Thursday, July 21, 2011
CME to launch coking coal swap futures contract on July 25
Thursday, 21 Jul 2011 |By Reuters
Reuters reported that the Chicago Mercantile Exchange will launch a coking coal swap futures contract on July 25th 2011 in an attempt to cash in on the increased interest in steel derivatives.
The contract is the latest in a series of steel related contract launches in recent months by the CME. Coking coal is a key steel making ingredient together with iron ore.
Mr James Oliver director of client development and sales at CME said that "At CME Group, we have created a virtual steel mill as we have launched contracts that can be used to hedge a steel mill's input and output. This set of contracts is our way to help the steel industry to manage risk."
The contract will be settled against Platts indexes and will list on the New York Mercantile Exchange and clear through CME ClearPort. The trading volumes for some of the previous steel contracts have not been as high as the CME expected.

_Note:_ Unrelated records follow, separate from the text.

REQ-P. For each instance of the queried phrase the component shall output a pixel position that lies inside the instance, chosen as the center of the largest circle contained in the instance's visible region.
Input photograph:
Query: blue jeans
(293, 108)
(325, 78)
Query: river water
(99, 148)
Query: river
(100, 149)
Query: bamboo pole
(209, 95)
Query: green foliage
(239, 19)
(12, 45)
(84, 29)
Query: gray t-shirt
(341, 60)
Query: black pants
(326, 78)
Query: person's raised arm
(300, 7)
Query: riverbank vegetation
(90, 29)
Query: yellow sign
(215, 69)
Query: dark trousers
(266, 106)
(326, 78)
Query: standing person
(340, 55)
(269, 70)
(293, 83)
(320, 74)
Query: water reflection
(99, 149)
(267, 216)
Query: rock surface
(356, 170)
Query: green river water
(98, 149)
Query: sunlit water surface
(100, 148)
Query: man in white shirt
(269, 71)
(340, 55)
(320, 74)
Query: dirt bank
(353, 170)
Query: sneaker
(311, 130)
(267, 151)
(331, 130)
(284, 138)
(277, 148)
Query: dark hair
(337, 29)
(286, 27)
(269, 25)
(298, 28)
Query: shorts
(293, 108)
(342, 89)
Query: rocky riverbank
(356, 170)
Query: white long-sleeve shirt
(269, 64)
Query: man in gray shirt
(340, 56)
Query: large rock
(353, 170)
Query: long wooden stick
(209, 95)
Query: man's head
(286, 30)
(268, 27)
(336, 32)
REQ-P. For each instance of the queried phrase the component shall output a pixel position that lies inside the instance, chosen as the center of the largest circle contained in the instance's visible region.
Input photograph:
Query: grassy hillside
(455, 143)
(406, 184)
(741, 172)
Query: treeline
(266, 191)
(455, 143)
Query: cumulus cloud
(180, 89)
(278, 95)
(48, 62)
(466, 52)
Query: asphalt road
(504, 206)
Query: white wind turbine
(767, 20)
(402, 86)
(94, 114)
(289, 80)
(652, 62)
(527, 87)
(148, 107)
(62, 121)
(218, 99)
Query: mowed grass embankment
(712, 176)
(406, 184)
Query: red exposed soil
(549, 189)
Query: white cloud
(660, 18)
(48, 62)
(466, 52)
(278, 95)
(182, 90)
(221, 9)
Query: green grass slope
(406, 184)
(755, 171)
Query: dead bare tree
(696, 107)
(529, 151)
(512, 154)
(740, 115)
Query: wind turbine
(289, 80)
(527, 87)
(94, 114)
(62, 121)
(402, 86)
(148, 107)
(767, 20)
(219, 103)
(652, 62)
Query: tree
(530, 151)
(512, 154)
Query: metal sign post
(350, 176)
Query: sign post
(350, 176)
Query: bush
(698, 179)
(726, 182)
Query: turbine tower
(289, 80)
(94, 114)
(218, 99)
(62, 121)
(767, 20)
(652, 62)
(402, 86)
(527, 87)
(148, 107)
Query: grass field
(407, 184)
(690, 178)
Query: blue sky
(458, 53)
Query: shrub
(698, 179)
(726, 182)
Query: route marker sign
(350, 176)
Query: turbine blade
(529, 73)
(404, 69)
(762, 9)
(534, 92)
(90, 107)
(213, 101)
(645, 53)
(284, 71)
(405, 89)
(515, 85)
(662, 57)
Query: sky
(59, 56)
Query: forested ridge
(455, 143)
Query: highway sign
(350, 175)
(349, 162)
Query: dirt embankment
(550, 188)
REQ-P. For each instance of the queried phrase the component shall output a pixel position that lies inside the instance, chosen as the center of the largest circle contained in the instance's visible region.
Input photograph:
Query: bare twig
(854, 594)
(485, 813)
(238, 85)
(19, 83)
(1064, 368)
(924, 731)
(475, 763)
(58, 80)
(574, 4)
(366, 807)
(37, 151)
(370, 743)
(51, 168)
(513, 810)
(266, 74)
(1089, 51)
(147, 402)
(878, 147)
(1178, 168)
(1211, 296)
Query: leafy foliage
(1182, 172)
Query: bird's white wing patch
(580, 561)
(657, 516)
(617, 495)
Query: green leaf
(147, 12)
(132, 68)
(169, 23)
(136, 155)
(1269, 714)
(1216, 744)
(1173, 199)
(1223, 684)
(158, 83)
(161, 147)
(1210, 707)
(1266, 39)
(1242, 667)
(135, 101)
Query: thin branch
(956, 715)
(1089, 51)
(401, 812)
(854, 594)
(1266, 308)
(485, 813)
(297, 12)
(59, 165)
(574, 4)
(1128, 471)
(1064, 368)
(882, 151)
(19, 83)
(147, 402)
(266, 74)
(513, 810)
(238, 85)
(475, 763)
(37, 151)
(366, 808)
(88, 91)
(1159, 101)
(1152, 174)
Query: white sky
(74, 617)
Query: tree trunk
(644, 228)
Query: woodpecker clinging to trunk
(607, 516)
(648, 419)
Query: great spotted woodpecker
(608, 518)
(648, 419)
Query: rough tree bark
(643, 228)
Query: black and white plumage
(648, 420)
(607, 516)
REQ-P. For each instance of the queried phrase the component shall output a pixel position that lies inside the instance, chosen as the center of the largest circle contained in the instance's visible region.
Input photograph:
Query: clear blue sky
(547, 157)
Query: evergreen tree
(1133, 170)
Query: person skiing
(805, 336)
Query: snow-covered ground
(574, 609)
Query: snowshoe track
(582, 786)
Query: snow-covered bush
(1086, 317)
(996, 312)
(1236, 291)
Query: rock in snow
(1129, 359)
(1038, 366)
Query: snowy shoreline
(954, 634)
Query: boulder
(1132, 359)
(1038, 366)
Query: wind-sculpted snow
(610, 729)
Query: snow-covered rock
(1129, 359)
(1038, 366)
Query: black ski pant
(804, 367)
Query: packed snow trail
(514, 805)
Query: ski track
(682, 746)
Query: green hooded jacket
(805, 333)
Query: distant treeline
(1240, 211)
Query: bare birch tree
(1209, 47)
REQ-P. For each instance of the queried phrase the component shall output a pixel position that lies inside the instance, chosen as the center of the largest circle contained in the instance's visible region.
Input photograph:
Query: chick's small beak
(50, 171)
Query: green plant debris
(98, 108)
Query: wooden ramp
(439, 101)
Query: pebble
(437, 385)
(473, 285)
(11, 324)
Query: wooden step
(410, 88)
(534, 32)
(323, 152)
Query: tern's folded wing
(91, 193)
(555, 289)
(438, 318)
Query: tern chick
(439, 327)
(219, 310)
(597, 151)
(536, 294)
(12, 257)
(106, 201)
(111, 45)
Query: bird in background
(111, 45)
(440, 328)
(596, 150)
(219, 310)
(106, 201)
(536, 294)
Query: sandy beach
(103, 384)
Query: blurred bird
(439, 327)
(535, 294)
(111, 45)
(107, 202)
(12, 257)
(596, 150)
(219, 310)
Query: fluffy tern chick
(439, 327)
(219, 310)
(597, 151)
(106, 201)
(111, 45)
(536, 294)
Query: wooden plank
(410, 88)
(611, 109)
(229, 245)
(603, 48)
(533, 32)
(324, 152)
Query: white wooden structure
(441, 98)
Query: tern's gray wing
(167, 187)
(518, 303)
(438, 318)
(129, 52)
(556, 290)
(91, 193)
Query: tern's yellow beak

Mr Oliver said that "Clearly we were hoping for more turnover, but we appreciate that it takes time to build a marketplace and we are confident that there is going to be an evolution in terms of volumes. Our most successful (ferrous) contract so far is the Mid US HRC contract. That contract trades every day and we are growing our open interest."
The coking coal contract unit will be 1000 tonnes. It will add to the CME's existing steel contracts such as the ferrous scrap cost and freight Turkey swap, US Midwest hot rolled steel and iron ore swaps and options. The CME also listed a steel billet, free on board Black Sea swap futures contract in April.